Calpurnia elbowed Hattie. “Hush, and help me up. I’m going to step out into the aisle. And anyway, he’s a magician, isn’t he?”
“All right.” Hattie shrugged and handed Cal her two canes just like the ones Mr. Roosevelt used. She braced herself with them, rocked forward onto her feet from her seat at the end of the row, and shuffled sideways until she stood in the middle of the aisle. There, she waited for the conjurer to notice her, the only woman standing in the colored section.
The Amazing Waldo gazed out over the audience, many of them languorously waving paper fans decorated with pictures of Jesus knocking at the sinner’s door that Watkins-Fish Funeral Home had handed out at the entrances. Memphis was still warm in September, and with all the humanity crammed in under the tent, it got hot even with the sides opened at intervals to let the air in.
“Are there so few who dare?” he said. He stretched out his hand and swept it to encompass all the audience. “No strong young man eager to prove his valor? Come, there is nothing to fear. I thought the proud people of this city were made of sterner stuff than this. ”
Around the audience, a few more timid hands had gone up. At the back, a group of teenage boys stood, jostling each other, whether competing for notice or perhaps doing their best to push their friends forward, he couldn’t tell. Waldo locked eyes with a sassy-looking blonde in the middle of the crowd. She smirked at him as though to say, “I know what you’re up to.” He was tempted to call on her, but the hulknext to her with an arm around her shoulders discouraged him.

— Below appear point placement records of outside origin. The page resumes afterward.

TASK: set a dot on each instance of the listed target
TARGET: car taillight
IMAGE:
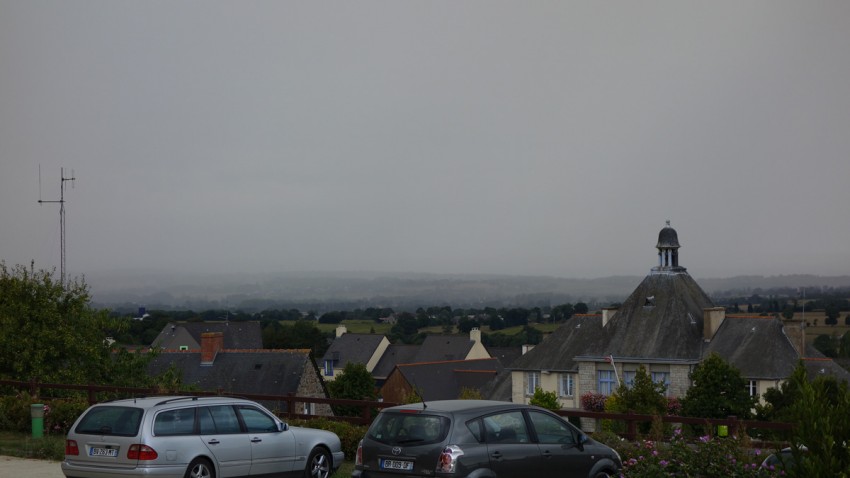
(71, 448)
(141, 452)
(447, 463)
(358, 458)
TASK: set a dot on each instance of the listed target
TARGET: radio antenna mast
(61, 202)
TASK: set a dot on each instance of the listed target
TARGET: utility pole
(61, 202)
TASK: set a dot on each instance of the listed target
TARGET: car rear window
(408, 428)
(175, 422)
(111, 420)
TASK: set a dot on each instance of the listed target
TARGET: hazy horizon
(530, 139)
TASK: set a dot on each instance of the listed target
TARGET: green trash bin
(37, 413)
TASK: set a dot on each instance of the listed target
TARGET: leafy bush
(547, 400)
(15, 412)
(593, 402)
(723, 457)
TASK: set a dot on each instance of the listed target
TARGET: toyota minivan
(462, 438)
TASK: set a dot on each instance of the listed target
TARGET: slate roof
(437, 348)
(394, 355)
(349, 347)
(757, 346)
(661, 319)
(818, 364)
(581, 335)
(506, 355)
(266, 372)
(445, 380)
(237, 335)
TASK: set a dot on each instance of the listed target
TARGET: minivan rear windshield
(111, 420)
(408, 429)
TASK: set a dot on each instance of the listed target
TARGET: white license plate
(96, 451)
(396, 465)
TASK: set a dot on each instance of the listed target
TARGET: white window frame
(752, 387)
(606, 382)
(567, 385)
(629, 378)
(662, 377)
(532, 382)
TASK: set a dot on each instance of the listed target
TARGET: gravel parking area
(13, 467)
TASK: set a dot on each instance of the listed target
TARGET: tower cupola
(668, 251)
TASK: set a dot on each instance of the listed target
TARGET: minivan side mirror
(582, 439)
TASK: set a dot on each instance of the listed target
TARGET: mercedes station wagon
(479, 438)
(194, 437)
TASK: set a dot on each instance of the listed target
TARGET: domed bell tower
(668, 251)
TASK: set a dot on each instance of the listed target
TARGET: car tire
(200, 468)
(319, 464)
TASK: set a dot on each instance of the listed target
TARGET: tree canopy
(50, 333)
(718, 391)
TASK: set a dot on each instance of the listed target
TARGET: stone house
(214, 367)
(668, 325)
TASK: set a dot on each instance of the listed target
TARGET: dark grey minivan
(479, 438)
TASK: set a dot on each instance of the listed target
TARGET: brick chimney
(607, 314)
(211, 343)
(795, 330)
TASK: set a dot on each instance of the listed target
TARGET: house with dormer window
(668, 325)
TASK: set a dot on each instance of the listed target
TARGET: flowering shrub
(593, 402)
(719, 457)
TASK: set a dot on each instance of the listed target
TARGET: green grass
(48, 447)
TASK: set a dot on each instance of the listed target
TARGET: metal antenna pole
(61, 202)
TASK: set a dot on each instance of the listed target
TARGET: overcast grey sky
(448, 137)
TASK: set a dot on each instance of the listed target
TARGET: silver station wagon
(194, 437)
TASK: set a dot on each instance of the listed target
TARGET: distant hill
(403, 291)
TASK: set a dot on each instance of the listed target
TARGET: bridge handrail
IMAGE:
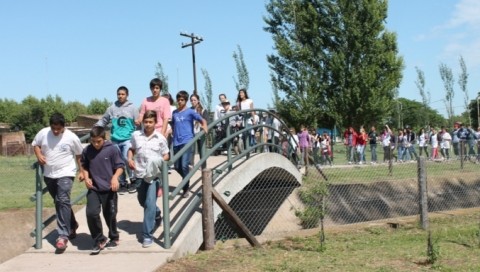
(184, 214)
(217, 171)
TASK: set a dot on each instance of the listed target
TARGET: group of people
(401, 146)
(137, 147)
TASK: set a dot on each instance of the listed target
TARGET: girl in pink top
(157, 103)
(304, 142)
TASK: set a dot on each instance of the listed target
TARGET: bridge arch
(250, 184)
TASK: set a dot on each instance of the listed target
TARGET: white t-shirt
(147, 148)
(59, 151)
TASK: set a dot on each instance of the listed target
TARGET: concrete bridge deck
(129, 256)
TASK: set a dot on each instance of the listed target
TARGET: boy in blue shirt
(182, 124)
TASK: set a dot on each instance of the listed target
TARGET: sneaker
(98, 247)
(73, 232)
(61, 243)
(123, 189)
(112, 244)
(147, 242)
(132, 188)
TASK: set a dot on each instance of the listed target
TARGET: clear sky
(84, 50)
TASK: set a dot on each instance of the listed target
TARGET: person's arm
(38, 153)
(131, 162)
(138, 121)
(114, 181)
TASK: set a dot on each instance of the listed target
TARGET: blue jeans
(147, 197)
(60, 190)
(124, 147)
(181, 165)
(373, 149)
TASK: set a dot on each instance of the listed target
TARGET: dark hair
(57, 119)
(169, 97)
(182, 94)
(244, 91)
(156, 82)
(150, 114)
(97, 131)
(122, 88)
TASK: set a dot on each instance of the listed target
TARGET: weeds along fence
(343, 193)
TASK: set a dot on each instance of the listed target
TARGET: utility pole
(194, 40)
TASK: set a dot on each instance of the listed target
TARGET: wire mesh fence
(343, 193)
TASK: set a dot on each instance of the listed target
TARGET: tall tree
(206, 98)
(447, 78)
(425, 95)
(161, 75)
(462, 81)
(242, 72)
(97, 106)
(335, 63)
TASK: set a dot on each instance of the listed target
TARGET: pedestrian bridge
(257, 186)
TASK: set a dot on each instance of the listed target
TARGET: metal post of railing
(207, 210)
(38, 206)
(166, 208)
(422, 192)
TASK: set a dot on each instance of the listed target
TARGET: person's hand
(89, 183)
(115, 184)
(41, 160)
(131, 164)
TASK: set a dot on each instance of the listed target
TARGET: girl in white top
(422, 142)
(446, 139)
(434, 141)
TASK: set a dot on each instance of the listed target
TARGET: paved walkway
(129, 256)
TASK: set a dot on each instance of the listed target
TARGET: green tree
(73, 110)
(420, 82)
(335, 63)
(447, 78)
(8, 109)
(410, 112)
(97, 106)
(206, 98)
(161, 75)
(242, 72)
(462, 82)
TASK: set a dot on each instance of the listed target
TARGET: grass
(362, 248)
(18, 184)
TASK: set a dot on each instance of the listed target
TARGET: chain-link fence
(344, 193)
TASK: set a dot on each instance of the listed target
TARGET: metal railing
(172, 228)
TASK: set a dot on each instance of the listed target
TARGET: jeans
(373, 149)
(181, 165)
(124, 147)
(411, 150)
(147, 197)
(198, 147)
(361, 153)
(107, 202)
(60, 190)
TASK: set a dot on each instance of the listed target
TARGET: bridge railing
(172, 228)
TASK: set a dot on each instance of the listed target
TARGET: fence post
(422, 192)
(38, 206)
(207, 210)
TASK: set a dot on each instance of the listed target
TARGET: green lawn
(455, 243)
(17, 184)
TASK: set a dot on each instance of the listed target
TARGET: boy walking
(102, 165)
(57, 149)
(182, 119)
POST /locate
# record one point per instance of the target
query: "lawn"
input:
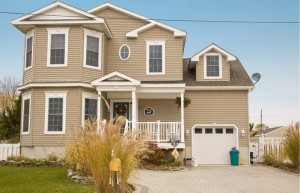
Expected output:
(38, 179)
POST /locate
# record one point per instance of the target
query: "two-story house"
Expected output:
(72, 57)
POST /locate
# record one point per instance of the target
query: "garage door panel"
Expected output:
(213, 148)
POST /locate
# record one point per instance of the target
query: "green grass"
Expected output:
(39, 179)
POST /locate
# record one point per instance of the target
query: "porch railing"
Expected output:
(157, 131)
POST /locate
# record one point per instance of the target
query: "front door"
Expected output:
(121, 109)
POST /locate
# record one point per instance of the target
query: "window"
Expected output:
(208, 130)
(155, 57)
(29, 49)
(55, 115)
(26, 114)
(229, 131)
(89, 106)
(57, 47)
(92, 49)
(124, 52)
(212, 66)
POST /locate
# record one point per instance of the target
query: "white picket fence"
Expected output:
(7, 150)
(263, 145)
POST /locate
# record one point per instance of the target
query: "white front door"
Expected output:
(211, 145)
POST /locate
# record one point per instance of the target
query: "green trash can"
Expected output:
(234, 157)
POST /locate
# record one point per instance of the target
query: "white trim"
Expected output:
(25, 97)
(230, 57)
(156, 42)
(28, 35)
(96, 34)
(220, 66)
(55, 94)
(249, 88)
(58, 30)
(87, 95)
(129, 52)
(236, 131)
(101, 81)
(177, 33)
(31, 85)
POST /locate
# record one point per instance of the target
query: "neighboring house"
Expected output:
(272, 132)
(137, 65)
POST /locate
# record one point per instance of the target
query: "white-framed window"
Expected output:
(26, 114)
(124, 52)
(212, 66)
(155, 56)
(92, 49)
(55, 112)
(58, 39)
(89, 106)
(29, 49)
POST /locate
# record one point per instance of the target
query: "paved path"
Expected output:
(218, 179)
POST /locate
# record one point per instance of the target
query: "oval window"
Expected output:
(124, 52)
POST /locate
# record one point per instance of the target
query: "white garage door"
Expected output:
(211, 145)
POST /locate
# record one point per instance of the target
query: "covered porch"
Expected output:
(147, 107)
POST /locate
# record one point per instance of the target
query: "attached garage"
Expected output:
(211, 143)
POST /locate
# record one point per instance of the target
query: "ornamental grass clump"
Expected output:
(91, 153)
(291, 144)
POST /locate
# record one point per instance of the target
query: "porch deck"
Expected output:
(159, 132)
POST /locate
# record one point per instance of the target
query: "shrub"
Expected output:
(291, 144)
(91, 152)
(153, 155)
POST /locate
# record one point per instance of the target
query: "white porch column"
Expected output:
(134, 102)
(98, 109)
(182, 117)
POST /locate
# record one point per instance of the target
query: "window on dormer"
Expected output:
(92, 49)
(155, 57)
(57, 47)
(212, 66)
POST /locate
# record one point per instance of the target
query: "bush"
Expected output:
(291, 144)
(153, 155)
(91, 153)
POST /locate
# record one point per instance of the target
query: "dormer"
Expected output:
(212, 64)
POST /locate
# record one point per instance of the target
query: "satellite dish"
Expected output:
(256, 77)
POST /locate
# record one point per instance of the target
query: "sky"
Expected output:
(269, 49)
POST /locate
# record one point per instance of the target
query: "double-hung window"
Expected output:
(57, 47)
(155, 57)
(212, 66)
(89, 106)
(92, 49)
(26, 114)
(29, 49)
(55, 115)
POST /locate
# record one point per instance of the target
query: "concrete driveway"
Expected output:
(218, 179)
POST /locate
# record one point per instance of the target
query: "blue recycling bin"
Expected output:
(234, 157)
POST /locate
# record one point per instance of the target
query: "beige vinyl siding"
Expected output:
(225, 69)
(135, 66)
(69, 73)
(28, 75)
(72, 117)
(164, 110)
(220, 107)
(26, 139)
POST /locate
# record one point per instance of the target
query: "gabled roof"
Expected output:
(134, 33)
(59, 13)
(115, 78)
(230, 56)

Then, he saw her. A frail Negro woman, a cane in each hand, standing erect and quiet to the far right of the stage. She would do, and bringing her up would shame all the country yokels whose girlfriends and wives pushed them toward the stage while they pretended to be too sophisticated to consider such foolishness. Waldo crossed to the stairs, strode down them to the woman’s side.
“Think you’re up to it?” he asked her in a low voice.
Waldo threw his hands in the air. “At last, our intrepid volunteer. I will escort her to the stage to face the perils of the unknown. Matilda, prepare the chamber.”
The magician’s assistant pulled open the front of the mummy case, entered, tapped the sides to show they were solid, and walked out again, waiting while Waldo and the volunteer made their way up the steps and across the stage. The woman’s gait was deliberate, the tap of her canes on the wood floor marking her progress. The clamor that had greeted her died down so that by the time she reached the case, there was complete silence.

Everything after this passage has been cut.